Nearly six years ago one of the most bitter standards battles in all of computing was fought betweenOASIS, caretaker of the OpenDocument format, and Microsoft. The issue was whether, by making the document formats for Microsoft Office available as open standards, the company was unfairly leveraging Office's broad base of installation to unseat its only real competitor, the storage format behind OpenOffice.
That year, 2006, marked the turning point in Microsoft's public stance towards openness and interoperability. This despite bitter opposition led by IBM, which was working to resurrect theSymphony brand it had acquired through Lotus. IBM argued that Microsoft was undermining the standards process to suit its purposes. Just how much the computing environment has changed since then was made evident today as IBM (whose heart grew three sizes this day) joined with SAP and Citrix in backing a move by Microsoft to declare the OData HTTP-based database interaction prototol - also known as Open Data Protocol - an OASIS standard.
"OData is an application-level protocol for interacting with data via RESTful Web services," reads a white paper on an OData extension for XML published by OASIS (PDF available here). "An OData Service’s contract is defined by simple, well-defined conventions and semantics applied to the data model exposed by the service, providing a high level of semantic interoperability between loosely coupled clients and services."
Phrasing data in XML, ATOM or JSON format does allow it to be visible to many different database engines. They can see data in these formats, so that's not the problem. Essentially, how does a Web client (any browser on any device) request data from any server (any database engine or framework), and then initiate a dialog with that server so it can update or change one or more records? Remember, HTTP is a stateless protocol: Clients make GET requests and the occasional POST statement, and servers acknowledge and, when they can, comply.
So OData enables communication using any of these three formats for data expression, setting up the mechanism for clients to authenticate themselves and enter into a secure dialog. It already works. And as IBM discovered two years ago, OData was pretty much the only way of creating a single Web client for WebSphere data that worked with .NET, AJAX and PHP clients.
While an XML document contains the body of data, expressed explicitly within the markup, OData expresses the schema - the arrangement and relations between data in a database. It also allows for vendor-specific properties that enable features that one vendors database might utilize while another's does not, though these properties are typically flagged within the metadata using obvious vendor-specific tags; for example, sap:filterable.
Writing on behalf of the OData organization today, Microsoft's senior program manager for ODataAlex James said today, "With interoperability front and center in OData we saw more and more technology stacks that started to work with it. Now there are a number of companies that use OData in their products to ensure the data they manage is easily accessible beyond the boundaries of their applications. Many of these companies regularly collaborate on the ongoing design effort for OData. While so far we’ve run the OData design process as transparently as we could (sharing designs, taking feedback through the odata.org blog and distribution list, etc.), we are at a point where the level of adoption and the scale at which organizations are betting on OData require a more formal commitment to shared ownership of the design of this protocol."

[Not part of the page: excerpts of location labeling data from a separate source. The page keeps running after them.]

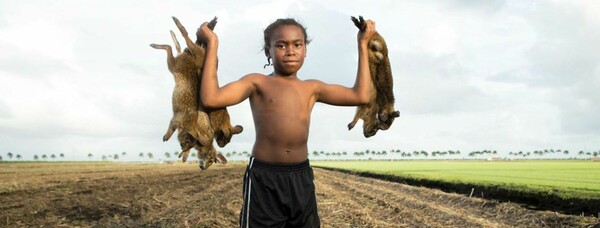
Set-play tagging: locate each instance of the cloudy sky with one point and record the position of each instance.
(79, 77)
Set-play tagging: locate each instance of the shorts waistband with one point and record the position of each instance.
(279, 167)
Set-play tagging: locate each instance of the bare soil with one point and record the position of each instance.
(181, 195)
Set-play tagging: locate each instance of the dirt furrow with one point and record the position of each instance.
(181, 195)
(388, 197)
(399, 207)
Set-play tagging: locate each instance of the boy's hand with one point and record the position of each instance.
(366, 35)
(206, 34)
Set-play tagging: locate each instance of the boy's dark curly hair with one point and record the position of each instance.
(276, 25)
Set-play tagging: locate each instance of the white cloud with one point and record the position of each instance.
(79, 77)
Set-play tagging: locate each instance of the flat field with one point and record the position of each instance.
(566, 178)
(569, 186)
(181, 195)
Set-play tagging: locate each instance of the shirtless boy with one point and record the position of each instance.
(279, 186)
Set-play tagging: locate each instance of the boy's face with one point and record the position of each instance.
(287, 49)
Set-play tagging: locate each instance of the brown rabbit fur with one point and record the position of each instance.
(196, 126)
(379, 113)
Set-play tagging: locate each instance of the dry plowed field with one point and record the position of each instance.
(180, 195)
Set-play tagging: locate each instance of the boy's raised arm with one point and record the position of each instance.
(211, 95)
(360, 93)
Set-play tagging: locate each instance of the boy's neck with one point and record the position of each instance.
(278, 75)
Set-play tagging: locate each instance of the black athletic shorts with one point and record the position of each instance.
(279, 196)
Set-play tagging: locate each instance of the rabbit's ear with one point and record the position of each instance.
(221, 159)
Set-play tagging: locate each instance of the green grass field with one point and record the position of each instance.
(565, 178)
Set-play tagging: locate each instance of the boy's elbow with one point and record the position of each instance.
(363, 100)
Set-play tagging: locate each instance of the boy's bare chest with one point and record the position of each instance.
(286, 94)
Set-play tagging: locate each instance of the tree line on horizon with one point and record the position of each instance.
(319, 154)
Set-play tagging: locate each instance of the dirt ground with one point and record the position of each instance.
(181, 195)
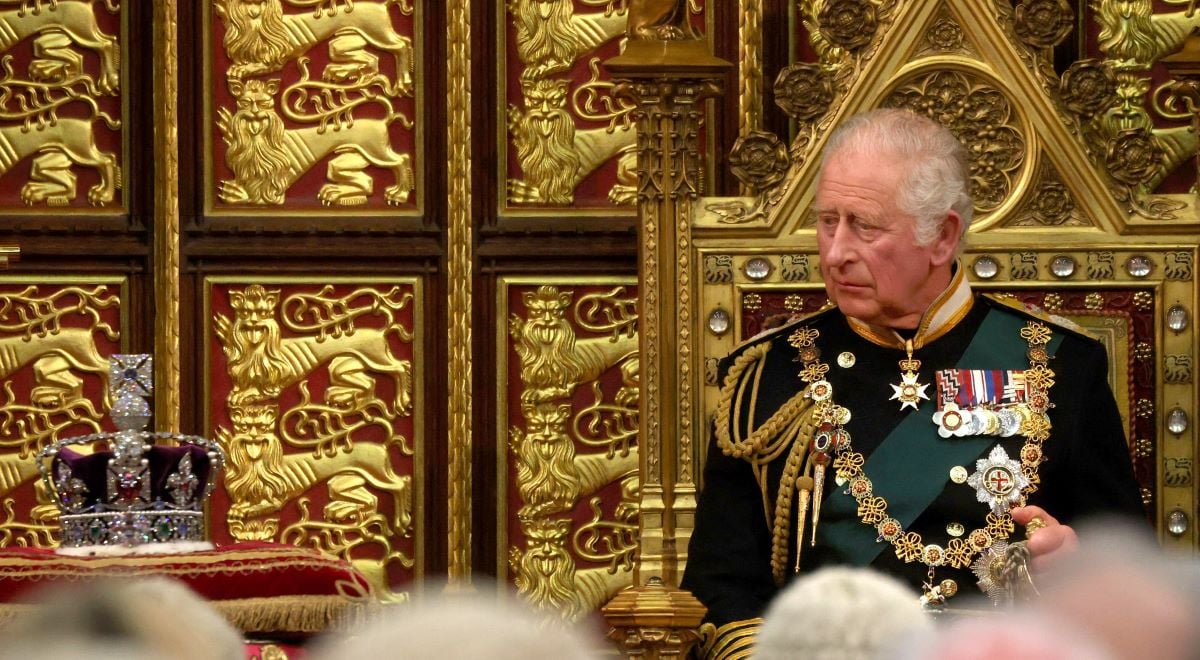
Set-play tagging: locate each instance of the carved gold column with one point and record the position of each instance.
(667, 71)
(460, 259)
(166, 215)
(9, 253)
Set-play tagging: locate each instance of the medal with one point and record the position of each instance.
(999, 480)
(909, 391)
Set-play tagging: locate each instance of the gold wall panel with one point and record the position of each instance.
(1084, 177)
(63, 107)
(565, 139)
(55, 336)
(315, 391)
(312, 107)
(568, 402)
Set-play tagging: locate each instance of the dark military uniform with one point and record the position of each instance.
(1086, 467)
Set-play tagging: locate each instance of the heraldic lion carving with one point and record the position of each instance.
(262, 363)
(267, 159)
(259, 37)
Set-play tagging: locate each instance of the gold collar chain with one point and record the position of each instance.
(873, 509)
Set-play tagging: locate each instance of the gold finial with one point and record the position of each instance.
(9, 253)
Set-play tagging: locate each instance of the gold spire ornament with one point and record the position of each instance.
(910, 391)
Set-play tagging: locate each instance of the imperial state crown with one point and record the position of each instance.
(131, 487)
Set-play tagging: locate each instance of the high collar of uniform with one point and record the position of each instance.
(947, 310)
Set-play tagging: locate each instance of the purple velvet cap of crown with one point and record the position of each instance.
(93, 471)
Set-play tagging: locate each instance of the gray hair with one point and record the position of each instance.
(939, 173)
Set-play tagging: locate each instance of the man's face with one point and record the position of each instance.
(873, 268)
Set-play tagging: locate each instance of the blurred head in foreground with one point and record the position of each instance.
(839, 613)
(1001, 636)
(1127, 593)
(454, 627)
(151, 618)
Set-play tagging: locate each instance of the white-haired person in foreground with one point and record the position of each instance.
(463, 627)
(153, 618)
(840, 613)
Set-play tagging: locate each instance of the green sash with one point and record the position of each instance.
(913, 448)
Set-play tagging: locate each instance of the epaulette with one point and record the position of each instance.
(1032, 311)
(732, 641)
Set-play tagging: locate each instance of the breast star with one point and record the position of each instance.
(909, 391)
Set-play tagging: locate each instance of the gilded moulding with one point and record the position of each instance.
(568, 406)
(55, 336)
(568, 141)
(313, 388)
(166, 223)
(334, 88)
(459, 275)
(65, 107)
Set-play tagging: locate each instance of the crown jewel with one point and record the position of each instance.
(132, 486)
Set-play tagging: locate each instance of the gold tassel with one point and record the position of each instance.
(805, 485)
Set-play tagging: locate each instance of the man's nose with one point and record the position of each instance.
(839, 247)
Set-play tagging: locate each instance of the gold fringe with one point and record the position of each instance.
(307, 613)
(731, 641)
(295, 613)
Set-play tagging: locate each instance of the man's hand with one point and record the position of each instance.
(1049, 541)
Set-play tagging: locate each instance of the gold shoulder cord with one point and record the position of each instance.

It’s tempting to draw the conclusion that Microsoft and IBM are “joining forces,” in coalition against a common enemy. The facts are more economic than melodramatic: Waging platform wars, especially over something that should be as ubiquitous as data exchange, costs way too much money. While the Open Office XML/OpenDocument fracas generated plenty of headlines and even sparked a few campaign rallies, it was a drain on both sides’ resources at a time when the platforms supporting both standards – client-side applications – were starting to become obsolete anyway. The fact of the matter is, OData works, and creating a competing format just to rally the troops and produce headlines is a waste of time and money. It’s best that companies pick their battles more wisely. What’s more, IBM, Microsoft, and SAP alike have come to the realization – perhaps a mutual one – that the best platforms are never islands unto themselves.